Given that the ranking is already based on top-tier conference publications in each field, isn't the author introducing their own subjectivity by excluding professors based on their current university affiliations? It seems quite easy to adjust for EE departments that are obviously prolific in CS fields (as defined by the conferences counted in those fields).
I think the problem is kind of opposite of what you are saying: why should the history or bureaucracy of each university take precedence over the publication metrics when everyone seems to agree that fields like embedded systems and computer architecture are part of "computer science"?
Huh, not sure why Stephen Boyd is not included in the Stanford list, but John Duchi is (if you’re reading this John, I’m only a little sorry! ;).
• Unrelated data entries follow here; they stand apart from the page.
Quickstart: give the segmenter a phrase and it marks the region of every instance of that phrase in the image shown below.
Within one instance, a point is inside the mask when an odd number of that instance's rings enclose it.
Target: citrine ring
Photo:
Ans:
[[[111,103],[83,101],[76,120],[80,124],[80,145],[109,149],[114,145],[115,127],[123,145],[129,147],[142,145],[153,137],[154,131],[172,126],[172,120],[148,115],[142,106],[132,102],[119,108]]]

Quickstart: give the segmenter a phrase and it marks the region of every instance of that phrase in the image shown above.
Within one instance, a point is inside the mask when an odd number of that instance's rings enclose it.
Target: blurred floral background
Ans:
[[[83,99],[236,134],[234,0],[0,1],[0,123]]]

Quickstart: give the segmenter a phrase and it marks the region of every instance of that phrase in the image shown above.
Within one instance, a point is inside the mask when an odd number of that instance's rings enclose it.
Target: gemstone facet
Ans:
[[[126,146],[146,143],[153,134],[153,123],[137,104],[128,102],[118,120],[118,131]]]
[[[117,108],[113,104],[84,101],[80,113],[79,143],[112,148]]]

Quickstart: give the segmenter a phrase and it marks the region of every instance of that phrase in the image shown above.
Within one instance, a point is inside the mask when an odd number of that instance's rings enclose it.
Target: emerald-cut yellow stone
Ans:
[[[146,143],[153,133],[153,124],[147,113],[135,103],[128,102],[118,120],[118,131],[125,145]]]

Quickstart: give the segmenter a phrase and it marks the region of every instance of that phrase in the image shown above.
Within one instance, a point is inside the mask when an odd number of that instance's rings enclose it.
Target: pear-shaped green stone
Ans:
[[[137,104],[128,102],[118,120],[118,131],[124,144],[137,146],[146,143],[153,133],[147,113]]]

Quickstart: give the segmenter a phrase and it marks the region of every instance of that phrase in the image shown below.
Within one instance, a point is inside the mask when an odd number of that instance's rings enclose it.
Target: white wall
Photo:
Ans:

He’s on the top 10 highest citation count of all Stanford professors behind essentially Hastie and Tibshirani (both of Elements of Statistical Learning fame), and both of which I’m also surprised are not included, even though they can all advise CS-only students.
This is a bit silly of course because Stanford has a full cross-department policy, where the student’s department and their PhD advisors can be completely unrelated. (I’m not exaggerating at all when I’m saying this, and this policy also includes the Business and Medicine schools. There are EE professors who have business school students even without a courtesy appointment in the school of business. Similar things happen in the Medical school, etc.)
I wonder how that (for Stanford and other schools) would change the rankings.
Another one is that you are penalized for having student authors on your papers.